Analyse: Coronavirus et libertés, la consolidation du système Avakov?

Le tout-puissant ministre de l’intérieur semble tirer son épingle du jeu, sans toutefois remettre en cause la pluralité de la scène politique ukrainienne.

Par Fabrice Deprez et Sébastien Gobert

En Europe centrale et orientale, dans le Caucase, dans les Balkans : la crise sanitaire causée par le coronavirus est parfois une aubaine pour réduire les libertés individuelles et publiques. Daleko-Blisko fait un tour d’horizon des situations les plus sensibles.

La question de l’impact de l’épidémie de coronavirus sur les libertés publiques s’est en Ukraine largement concentrée autour de la sulfureuse figure d’Arsen Avakov, puissant ministre de l’intérieur en place depuis 2014. C’est en effet lui qui, à la fin du mois de mars, s’est ouvertement prononcé en faveur d’une introduction de l’état d’urgence, déclenchant au passage une passe d’armes au sein de l’appareil d’Etat ukrainien. La société civile a observé pendant plusieurs jours et avec nervosité une personnalité considéré, grâce à son contrôle des forces de l’ordre, comme l’une des plus influentes du pays, se faire l’avocat d’une mesure qui permettrait la restriction de plusieurs libertés constitutionnelles. Le débat a, d’après le site d’information ukrainien Oukrainska Pravda, fait rage jusqu’au sommet de l’Etat, avant que le président Volodymyr Zelensky ne tranche en défaveur d’une introduction de l’état d’urgence. Le gouvernement ukrainien a annoncé le 25 mars une “situation d’urgence” à travers le pays, une mesure qui, si elle renforce les pouvoirs des autorités notamment pour réaliser des contrôles sanitaires, reste en deçà de l’état d’urgence. Mais le pays n’en est encore qu’au début de l’épidémie, avec 549 cas officiellement confirmés — un décompte certainement incomplet, moins de 3000 tests ayant été réalisés. Dans un contexte politique marqué par l’érosion de l’autorité du président, une explosion de l’épidémie pourrait très rapidement remettre sur la table la question des libertés publiques et de leurs restrictions.

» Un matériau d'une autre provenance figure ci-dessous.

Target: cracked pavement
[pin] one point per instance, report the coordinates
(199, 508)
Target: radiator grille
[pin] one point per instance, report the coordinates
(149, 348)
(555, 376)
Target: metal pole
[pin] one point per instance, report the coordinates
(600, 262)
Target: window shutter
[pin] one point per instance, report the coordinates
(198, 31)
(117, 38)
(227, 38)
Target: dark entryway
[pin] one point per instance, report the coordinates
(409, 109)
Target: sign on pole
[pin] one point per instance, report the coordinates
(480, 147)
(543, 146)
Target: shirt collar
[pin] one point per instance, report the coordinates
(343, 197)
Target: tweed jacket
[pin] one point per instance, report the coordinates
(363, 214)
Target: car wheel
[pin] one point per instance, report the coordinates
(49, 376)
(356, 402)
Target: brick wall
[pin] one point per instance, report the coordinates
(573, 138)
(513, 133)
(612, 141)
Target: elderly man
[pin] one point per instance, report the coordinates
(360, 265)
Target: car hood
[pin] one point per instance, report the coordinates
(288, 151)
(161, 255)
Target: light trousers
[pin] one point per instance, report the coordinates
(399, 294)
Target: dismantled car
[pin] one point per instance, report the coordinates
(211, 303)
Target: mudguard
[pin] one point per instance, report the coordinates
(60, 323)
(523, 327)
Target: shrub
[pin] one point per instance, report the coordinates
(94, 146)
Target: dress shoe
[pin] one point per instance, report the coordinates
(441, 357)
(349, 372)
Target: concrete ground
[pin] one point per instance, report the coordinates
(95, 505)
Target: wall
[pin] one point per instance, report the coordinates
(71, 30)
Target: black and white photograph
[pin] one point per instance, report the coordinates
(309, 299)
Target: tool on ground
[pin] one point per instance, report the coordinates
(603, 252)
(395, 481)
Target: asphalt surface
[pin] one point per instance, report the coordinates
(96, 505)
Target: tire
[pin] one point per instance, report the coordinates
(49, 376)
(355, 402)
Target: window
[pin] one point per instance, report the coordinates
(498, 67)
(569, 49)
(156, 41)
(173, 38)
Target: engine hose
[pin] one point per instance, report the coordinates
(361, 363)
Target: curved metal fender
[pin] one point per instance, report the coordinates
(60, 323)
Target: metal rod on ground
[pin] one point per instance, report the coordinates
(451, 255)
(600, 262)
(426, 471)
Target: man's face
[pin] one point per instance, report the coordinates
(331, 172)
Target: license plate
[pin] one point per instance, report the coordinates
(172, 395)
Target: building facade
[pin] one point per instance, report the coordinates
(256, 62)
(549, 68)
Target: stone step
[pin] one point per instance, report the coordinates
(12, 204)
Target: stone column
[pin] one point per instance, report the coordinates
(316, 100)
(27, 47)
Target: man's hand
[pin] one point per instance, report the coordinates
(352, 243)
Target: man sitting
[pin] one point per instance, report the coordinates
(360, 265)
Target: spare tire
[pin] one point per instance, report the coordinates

Dans ce contexte incertain, le sociologue et éditorialiste Oleh Pokaltchouk rappelle que l’Ukraine est traditionnellement protégée des tentations autoritaires par la pluralité de son oligarchie et de son spectre politique. De plus, les libertés fondamentales, l’indépendance de la justice et la transparence du pouvoir exécutif sont des notions plus relatives en Ukraine que dans les Etats-membres de l’Union européenne. Il note ainsi, non sans ironie: “la démocratie n’existe pas en Ukraine au sens propre du terme. Aussi rien ne peut la menacer”.